Extract Mail Adresses from CSV
What do you think about the code below?
I have a file containing information about people, where the fifth element of the tab separated line contains the mail address.
Each mail address appears multiple times, I need to print them unique.
my %mails;
open my $csv, '<', 'my.csv' or die $!;
while (<$csv>){
my $mail = ( split(/\t/) )[4];
$mails{$mail} = 1
}
say foreach sort keys %mails;
(and how do I indent code on blogs.perl.org?)
thx @Aristotle
The way you do it in HTML – with
<pre>
around<code>
. I fixed it for you, check your post.Not really what you are asking, but assuming you don't want to use some standard modules (Text::CSV) and don't want to validate your email addresses and that this isn't part of a larger program, you can do this right in the shell with:
cat my.csv | cut -f 4 | sort | uniq
Just an FYI.
Your example should work fine, as long as none of your fields ever contain a tab character. If they do, then in proper CSV they will be quoted in some manner, and sorting out things like that is what modules like Text::CSV are for. But for a one-off task where you know what your data looks like, there's nothing wrong with this.

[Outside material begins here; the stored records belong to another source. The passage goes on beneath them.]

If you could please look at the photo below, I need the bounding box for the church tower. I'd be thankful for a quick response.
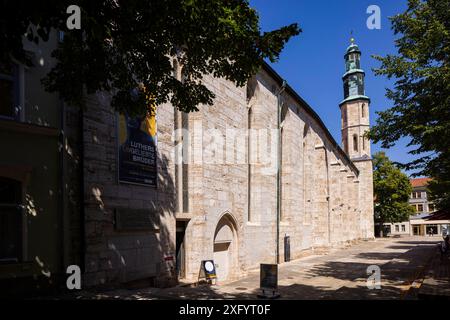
[340,38,370,159]
[339,38,374,239]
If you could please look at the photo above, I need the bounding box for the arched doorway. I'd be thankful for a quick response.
[214,213,237,282]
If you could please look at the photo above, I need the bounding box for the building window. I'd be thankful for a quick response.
[353,134,358,152]
[412,192,422,199]
[0,63,20,120]
[0,177,22,263]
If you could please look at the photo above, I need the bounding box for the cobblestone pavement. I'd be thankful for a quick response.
[58,237,440,300]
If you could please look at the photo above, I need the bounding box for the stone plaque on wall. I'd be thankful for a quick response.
[114,208,160,231]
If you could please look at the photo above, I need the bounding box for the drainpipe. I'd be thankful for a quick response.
[276,80,286,264]
[58,100,68,275]
[325,148,331,245]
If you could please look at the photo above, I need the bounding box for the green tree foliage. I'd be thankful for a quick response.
[373,152,415,234]
[370,0,450,208]
[0,0,301,114]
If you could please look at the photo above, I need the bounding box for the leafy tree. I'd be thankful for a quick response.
[373,152,415,235]
[369,0,450,208]
[0,0,301,114]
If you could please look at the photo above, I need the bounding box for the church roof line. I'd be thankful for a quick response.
[263,61,359,175]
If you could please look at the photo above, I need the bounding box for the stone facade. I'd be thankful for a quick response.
[83,43,373,286]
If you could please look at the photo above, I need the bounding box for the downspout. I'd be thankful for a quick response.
[276,80,286,264]
[79,108,86,274]
[58,100,67,275]
[325,148,331,245]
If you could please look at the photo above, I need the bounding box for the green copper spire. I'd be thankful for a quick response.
[342,37,369,101]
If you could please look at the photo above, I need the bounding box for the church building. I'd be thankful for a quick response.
[0,34,374,290]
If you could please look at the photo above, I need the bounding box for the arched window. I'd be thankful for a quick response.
[0,177,22,263]
[353,134,358,152]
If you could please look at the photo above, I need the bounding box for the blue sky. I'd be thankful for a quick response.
[250,0,420,176]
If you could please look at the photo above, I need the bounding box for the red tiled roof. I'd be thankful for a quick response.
[409,178,431,188]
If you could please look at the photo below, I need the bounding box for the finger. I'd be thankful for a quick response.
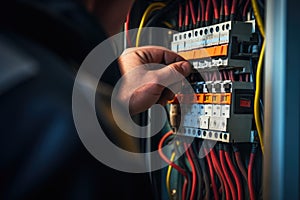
[157,88,175,106]
[122,46,185,65]
[153,61,192,86]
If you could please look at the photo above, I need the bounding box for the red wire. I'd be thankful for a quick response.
[184,143,197,200]
[224,0,229,16]
[200,0,205,21]
[212,0,219,19]
[245,74,249,82]
[204,148,219,200]
[248,153,255,200]
[197,0,201,22]
[205,0,211,22]
[219,150,236,200]
[189,0,196,24]
[210,149,231,200]
[158,131,188,199]
[185,2,189,26]
[231,0,236,15]
[178,3,182,28]
[243,0,250,17]
[125,11,132,47]
[234,151,247,181]
[225,151,243,200]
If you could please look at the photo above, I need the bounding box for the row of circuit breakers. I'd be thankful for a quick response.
[169,21,257,143]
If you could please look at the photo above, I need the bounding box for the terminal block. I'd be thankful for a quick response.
[169,81,254,143]
[171,21,257,72]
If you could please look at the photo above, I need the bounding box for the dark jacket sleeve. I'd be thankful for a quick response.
[0,34,152,200]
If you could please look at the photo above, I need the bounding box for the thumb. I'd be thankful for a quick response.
[155,61,192,85]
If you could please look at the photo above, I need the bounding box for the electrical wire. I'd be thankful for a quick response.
[184,0,189,29]
[251,0,265,38]
[189,0,196,25]
[125,6,132,47]
[230,0,237,20]
[224,145,243,200]
[190,141,205,199]
[199,159,210,200]
[166,152,176,199]
[178,3,182,30]
[184,143,197,200]
[210,149,231,200]
[233,145,248,182]
[254,41,266,154]
[205,0,211,26]
[219,145,236,200]
[204,148,219,200]
[163,21,174,29]
[248,144,256,200]
[197,2,201,23]
[212,0,220,22]
[243,0,250,21]
[135,2,166,47]
[224,0,229,21]
[200,0,205,27]
[158,131,188,199]
[219,0,224,23]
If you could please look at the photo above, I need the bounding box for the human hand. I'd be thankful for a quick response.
[118,46,192,115]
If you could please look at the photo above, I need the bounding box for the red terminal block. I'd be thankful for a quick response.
[212,94,222,104]
[203,93,213,104]
[196,94,204,104]
[220,93,231,105]
[168,94,181,104]
[182,94,197,104]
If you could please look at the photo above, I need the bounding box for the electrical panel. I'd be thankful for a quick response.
[125,0,264,200]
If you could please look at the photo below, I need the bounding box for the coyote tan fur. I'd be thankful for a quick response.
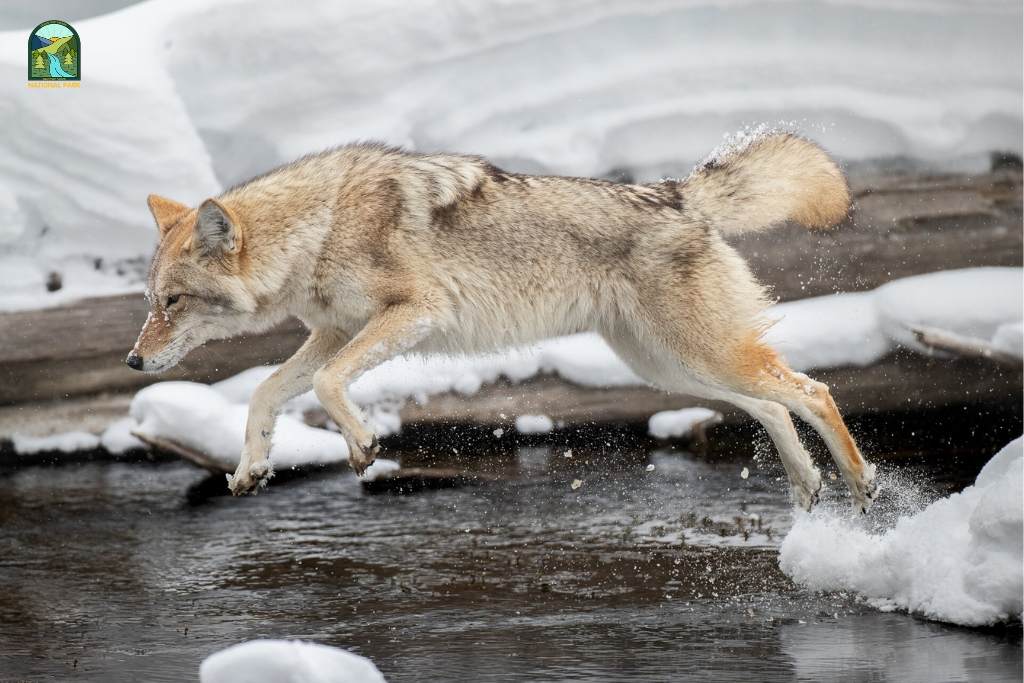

Thanks for your answers. Very interesting!
What I especially like is
$mail = ( split(/\t/) )[4];
First split $_ at the tabs, then make it a list with (), then take the slice and assign to $mail.
At the moment I am confident that I will not have to think more than five seconds to understand it.
But I would not directly assign to the hash:
$mails{ ( split(/\t/) )[4] } = 1